Notes    Hug machine

Oliver Sacks: An Anthropologist on Mars
Picador, 1995, ISBN 0-330-34167-7,
pp. 250-253

`What is that?' I asked.
      `That's my squeeze machine,' Temple replied. `Some people call it my hug machine.'
      The device had two heavy, slanting wooden sides, perhaps four by three feet each, pleasantly upholstered with a thick, soft padding. The were joined by hinges to a long, narrow bottom board to create a V-shaped, body-sized trough. There was a complex control box at one end, with heavy-duty tubes leading off to another device, in a closet. Temple showed me this as well. `It's an industrial compressor,' she said, `the kind they use for filling tyres.'
      `And what does this do?'
      `It exerts a firm but comfortable pressure on the body, from the shoulders to the knees,' Temple said. `Either a steady pressure or a variable one or a pulsating one, as you wish,' she added. `You crawl into it - I'll show you - and turn the compressor on, and you have all the controls in your hand, here, right in front of you.'
      When I asked her why one should seek to submit oneself to such pressure, she told me. When she was hugged, especially by a favourite (but vast) aunt, she felt overwhelmed, overcome by sensation; she had a sense of peacefulness and pleasure, but also of terror and engulfment. She started to have daydreams - she was just five at the time - of a agic machine that could squeeze her powerfully but gently, in a huglike way, and in a way entirely commanded and controlled by her. Years later, as an adolescent, she had seen a picture of a squeeze chute designed to hold or restrain calves and realized that that was it: a little modification to make it suitable for human use, and it could be her magic machine. She had considered other devices - inflatable suits, which could excert an even pressure all over the body - but the squeeze chute, in its simplicity, was quite irresistible
      Being of a practical turn of mind, she soon made her fantasy come true. The early models were crude, with some snags and glitches, but she eventually evolved a totally comfortabe, predictable system, capable of administering a `hug' with whatever parameters she desired. Her squeeze machine had worked exactly as she hoped, yielding the very sense of calmness and pleasure she had dreamed of since childhood. She could not have gone through the stormy days of college without her squeeze machine, she said. She could not turn to human beings for solace and comfort, but she could always turn to it. The machine, which she neither exhibited nor concealed but kept openly in her room at college, excited derision and suspicion and was seen by psychiatrists as a `regression' or `fixation' - something that needed to be psychoanalysed and resolved. With her characteristic stubbornness, tenacity, single-mindedness, and bravery - along with complete absence of inhibition or hesitation - Temple ignored these comments and reactions and determined to find a `validation' of her feelings.
      Both before and after writing her doctoral thesis, she made a systematic investigation of the effects of deep pressure in autistic people, college students, and animals, and recently a paper of hers on this was published in the Journal of Child and Adolescent Psychopharmacology.

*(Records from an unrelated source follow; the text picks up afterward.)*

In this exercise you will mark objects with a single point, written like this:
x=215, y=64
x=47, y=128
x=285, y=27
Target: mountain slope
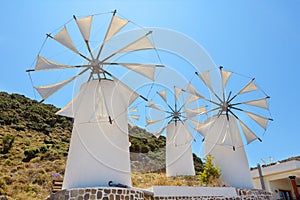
x=34, y=146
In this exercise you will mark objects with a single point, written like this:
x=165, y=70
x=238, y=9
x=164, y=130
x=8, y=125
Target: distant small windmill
x=179, y=156
x=231, y=110
x=99, y=148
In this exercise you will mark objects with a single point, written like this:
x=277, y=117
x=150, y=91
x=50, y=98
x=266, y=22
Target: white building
x=281, y=178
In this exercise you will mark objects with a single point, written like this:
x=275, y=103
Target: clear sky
x=258, y=38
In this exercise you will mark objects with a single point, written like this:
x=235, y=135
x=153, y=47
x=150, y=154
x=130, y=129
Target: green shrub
x=7, y=143
x=210, y=174
x=30, y=153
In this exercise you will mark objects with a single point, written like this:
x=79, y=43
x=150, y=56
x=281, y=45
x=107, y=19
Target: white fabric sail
x=248, y=88
x=163, y=94
x=179, y=157
x=64, y=38
x=47, y=91
x=115, y=26
x=136, y=117
x=249, y=135
x=262, y=121
x=177, y=92
x=147, y=70
x=192, y=98
x=142, y=43
x=151, y=121
x=235, y=171
x=190, y=113
x=262, y=103
x=152, y=105
x=45, y=64
x=225, y=77
x=192, y=90
x=84, y=25
x=99, y=151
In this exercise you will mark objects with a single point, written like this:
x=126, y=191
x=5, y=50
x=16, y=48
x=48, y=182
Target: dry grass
x=150, y=179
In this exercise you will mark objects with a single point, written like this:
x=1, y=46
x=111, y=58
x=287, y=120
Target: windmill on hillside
x=179, y=155
x=236, y=111
x=99, y=148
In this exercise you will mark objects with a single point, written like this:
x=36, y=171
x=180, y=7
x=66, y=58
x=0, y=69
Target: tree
x=7, y=143
x=210, y=174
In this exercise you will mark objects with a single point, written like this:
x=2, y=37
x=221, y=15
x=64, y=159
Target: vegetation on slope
x=34, y=145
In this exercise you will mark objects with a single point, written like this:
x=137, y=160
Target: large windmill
x=99, y=148
x=179, y=156
x=236, y=113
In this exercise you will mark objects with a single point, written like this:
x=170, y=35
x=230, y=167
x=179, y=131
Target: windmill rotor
x=96, y=62
x=245, y=103
x=174, y=112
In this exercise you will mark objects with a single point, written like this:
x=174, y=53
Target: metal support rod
x=261, y=177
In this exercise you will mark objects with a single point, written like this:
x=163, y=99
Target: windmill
x=99, y=147
x=179, y=156
x=235, y=110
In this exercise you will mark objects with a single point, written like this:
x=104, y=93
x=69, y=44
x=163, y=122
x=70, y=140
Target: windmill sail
x=249, y=135
x=47, y=91
x=248, y=88
x=262, y=121
x=45, y=64
x=115, y=26
x=225, y=77
x=147, y=70
x=262, y=103
x=64, y=38
x=84, y=25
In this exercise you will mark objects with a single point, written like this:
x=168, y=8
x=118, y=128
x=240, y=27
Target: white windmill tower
x=99, y=147
x=179, y=155
x=232, y=108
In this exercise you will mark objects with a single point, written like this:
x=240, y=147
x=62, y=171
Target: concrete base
x=161, y=193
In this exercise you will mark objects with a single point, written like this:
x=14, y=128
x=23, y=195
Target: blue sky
x=260, y=39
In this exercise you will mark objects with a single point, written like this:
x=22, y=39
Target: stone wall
x=111, y=193
x=104, y=193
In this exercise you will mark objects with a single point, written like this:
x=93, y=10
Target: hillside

Today, her squeeze machine, veriously modified, is receiving extensive clinical trials. She has also become the world's foremost designer of squeeze chutes for cattle and has published, in the meat-industry and veterinary literature, many articles on the theory and practice of humane restraint and gentle holding.
      While telling me this, Temple knelt down, then eased herself, facedown and at full length, into the `V', turned on the compressor (it took a minute for the master cylinder to fill), and twisted the controls. The side converged, clasping her firmly, and then, as she made a small adjustment, relaxed their grip slightly. It was the most bizarre thing I had ever seen, and yet, for all its oddness, it was moving and simple. Certainly there was no doubt of its effect. Temple's voice, often loud and hard, became softer and gentler as she lay in her machine. `I concentrate on how gently I can do it,' she said, and then spoke of the necssity of `totally giving in to it . . . I'm getting real relaxed now,' she added quetly. `I guess others get this through relaxation with other people.'
      It's not just pleasore or relaxation that Temple gets from the machine, but, she maintains, a feeling for others. As she lies in her machine, she says, her thoughts often turn to her mother, her favourite aunt, her teachers. She feels their love for her, and hers for them. She feels that the machine opens a door into an otherwise closed emotional world and allows her, almost teaches her, to feel empathy for others.
      After twenty minutes or so, she emerged, visibly calmer, emotionally less rigid (she says that a cat can easily sense this difference inher at these times), and asked me if I would care to try the machine.
      Indeed, I was curious and scrambled into it, feeling a little foolish and self-conscious - but less so than I might have been, because Temple herself was so wholly lacking in self-consciousness. She turned the compressor on again and filled the master cylinder, and I experimented gingerly with the controls. It was indeed a sweet, calming feeling - one that reminded me of my deep-diving days long ago, when I felt the pressure of the water on my diving suit as a whole-body embrace.